American Quilts at the Georgia Museum of Art, an exhibition celebrating the museum’s dedication to building an important collection of quilts and other decorative arts with a focus on works made in or of significance to Georgia, is on display until Nov. 19.
Because of their size and fragility, quilts can be difficult to incorporate into traditional installations of the museum’s permanent collection galleries. This exhibition provides, for the first time, an opportunity to display together the quilts in the museum’s collection.
There is a range of quilts on display, including formal presentation quilts from the mid-19th century as well as casual, informal quilts with brightly stitched names from the mid-20th century.
These textiles include a chintz appliqué quilt (above), also known as a Broderie Perse quilt. It contains 30 squares hand-inscribed in ink with patriotic text, expressions of friendship, passages from the Bible and verses relating to death and mourning.
It is attributed to the Sewing Society of the First Baptist Church of Philadelphia. This society was founded in 1839 to “assist pious young men in the preparation for the gospel ministry by furnishing them with clothing and also to promote social and religious intercourse among the members of the church and congregation.”
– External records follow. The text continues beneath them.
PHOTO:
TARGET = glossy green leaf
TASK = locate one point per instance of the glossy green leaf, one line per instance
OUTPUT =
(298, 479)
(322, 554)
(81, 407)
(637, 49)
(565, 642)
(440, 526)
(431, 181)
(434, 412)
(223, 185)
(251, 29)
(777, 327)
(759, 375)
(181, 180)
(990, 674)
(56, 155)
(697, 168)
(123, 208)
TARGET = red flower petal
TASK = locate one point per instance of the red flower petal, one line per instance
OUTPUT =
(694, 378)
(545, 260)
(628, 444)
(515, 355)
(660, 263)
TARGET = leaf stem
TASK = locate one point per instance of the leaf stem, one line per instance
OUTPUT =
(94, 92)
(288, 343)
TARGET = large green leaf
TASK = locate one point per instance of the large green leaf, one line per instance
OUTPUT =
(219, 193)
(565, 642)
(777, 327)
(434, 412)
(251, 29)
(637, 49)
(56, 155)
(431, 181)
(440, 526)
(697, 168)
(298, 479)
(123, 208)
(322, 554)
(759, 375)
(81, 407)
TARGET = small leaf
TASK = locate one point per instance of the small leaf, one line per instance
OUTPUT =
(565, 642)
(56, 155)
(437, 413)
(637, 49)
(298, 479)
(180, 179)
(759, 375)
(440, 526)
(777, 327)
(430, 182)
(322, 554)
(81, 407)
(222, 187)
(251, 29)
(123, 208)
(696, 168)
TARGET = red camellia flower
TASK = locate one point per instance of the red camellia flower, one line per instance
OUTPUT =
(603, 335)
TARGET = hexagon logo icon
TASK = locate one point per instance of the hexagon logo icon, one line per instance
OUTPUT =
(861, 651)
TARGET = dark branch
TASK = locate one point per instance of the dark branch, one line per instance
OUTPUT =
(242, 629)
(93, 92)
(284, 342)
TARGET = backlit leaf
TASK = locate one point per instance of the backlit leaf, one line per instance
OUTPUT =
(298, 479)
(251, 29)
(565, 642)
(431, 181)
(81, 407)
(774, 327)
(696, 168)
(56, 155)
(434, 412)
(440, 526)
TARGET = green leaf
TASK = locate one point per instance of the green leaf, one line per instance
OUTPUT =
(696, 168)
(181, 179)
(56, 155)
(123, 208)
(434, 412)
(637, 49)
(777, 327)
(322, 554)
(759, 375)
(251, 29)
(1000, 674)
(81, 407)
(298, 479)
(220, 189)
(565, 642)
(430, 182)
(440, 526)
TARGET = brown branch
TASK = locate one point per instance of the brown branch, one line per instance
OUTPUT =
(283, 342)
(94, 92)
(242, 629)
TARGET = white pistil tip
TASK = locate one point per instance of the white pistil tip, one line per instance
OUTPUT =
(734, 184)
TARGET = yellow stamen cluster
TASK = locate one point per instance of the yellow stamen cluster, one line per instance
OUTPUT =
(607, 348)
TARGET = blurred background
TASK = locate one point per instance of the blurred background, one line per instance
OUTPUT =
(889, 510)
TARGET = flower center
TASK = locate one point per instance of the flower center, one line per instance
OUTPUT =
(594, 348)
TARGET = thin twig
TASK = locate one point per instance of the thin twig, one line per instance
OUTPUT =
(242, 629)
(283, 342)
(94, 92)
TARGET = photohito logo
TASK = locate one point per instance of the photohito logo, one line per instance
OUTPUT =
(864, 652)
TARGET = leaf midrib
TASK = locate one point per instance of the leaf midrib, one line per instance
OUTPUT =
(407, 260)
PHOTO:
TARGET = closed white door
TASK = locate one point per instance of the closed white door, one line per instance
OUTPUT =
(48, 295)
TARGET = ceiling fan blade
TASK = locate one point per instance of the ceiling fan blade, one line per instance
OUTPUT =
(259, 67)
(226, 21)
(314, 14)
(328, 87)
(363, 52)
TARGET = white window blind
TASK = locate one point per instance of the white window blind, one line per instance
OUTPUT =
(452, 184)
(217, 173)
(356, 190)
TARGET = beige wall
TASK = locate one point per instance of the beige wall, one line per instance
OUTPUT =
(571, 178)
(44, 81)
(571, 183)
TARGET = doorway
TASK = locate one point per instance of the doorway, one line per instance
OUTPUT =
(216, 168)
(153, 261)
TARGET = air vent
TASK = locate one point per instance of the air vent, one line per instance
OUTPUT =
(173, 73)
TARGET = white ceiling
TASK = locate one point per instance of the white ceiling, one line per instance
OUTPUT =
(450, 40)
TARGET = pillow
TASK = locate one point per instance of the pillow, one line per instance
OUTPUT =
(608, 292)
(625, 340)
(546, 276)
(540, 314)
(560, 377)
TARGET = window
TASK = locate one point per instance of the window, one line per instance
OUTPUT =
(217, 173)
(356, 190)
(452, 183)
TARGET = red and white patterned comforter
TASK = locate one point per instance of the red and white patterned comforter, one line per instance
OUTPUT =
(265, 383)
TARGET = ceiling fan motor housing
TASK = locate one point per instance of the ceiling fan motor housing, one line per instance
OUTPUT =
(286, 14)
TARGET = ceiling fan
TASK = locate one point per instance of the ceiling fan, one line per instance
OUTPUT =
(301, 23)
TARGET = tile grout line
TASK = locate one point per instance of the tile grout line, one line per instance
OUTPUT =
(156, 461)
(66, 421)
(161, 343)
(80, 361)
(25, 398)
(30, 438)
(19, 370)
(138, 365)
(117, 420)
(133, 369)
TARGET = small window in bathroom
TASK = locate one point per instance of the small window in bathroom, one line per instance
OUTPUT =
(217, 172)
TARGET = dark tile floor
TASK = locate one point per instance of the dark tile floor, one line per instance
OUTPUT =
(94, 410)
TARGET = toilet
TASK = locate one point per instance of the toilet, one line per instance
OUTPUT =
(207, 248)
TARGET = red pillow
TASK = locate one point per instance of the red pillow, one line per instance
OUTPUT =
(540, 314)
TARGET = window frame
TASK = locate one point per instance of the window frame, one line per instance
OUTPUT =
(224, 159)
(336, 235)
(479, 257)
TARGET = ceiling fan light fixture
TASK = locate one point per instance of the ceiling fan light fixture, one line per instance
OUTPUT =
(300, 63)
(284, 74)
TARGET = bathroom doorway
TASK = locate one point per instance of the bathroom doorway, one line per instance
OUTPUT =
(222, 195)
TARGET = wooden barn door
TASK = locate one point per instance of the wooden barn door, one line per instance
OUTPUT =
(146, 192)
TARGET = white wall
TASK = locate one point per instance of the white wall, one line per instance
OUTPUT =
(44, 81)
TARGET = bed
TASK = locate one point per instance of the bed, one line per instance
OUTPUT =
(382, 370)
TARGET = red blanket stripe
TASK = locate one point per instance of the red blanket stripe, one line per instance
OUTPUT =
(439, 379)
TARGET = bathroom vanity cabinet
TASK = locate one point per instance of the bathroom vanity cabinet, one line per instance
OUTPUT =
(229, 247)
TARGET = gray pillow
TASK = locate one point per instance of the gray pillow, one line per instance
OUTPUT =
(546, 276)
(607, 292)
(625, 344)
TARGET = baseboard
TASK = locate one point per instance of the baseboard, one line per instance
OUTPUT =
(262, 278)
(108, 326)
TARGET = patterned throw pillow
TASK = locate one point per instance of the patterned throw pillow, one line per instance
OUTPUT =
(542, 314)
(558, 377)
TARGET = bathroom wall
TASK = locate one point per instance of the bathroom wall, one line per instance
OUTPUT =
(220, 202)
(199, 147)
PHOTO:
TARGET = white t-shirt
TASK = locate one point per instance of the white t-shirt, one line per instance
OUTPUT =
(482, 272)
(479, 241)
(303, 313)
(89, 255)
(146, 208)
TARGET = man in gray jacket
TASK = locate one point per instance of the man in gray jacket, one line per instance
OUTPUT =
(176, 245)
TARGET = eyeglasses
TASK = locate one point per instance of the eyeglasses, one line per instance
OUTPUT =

It appears to have been made for Frances Henrietta Holcombe Tucker Hoff, the daughter of the Rev. Henry Holcombe, pastor at First Baptist Church of Philadelphia. She had a son named Henry Holcombe Tucker with her first husband, Germaine Tucker of Warren County. Their son became a Baptist minister and served as president of Mercer University in Macon from 1866 to 1871 and then as chancellor of the University of Georgia from 1874 to 1878.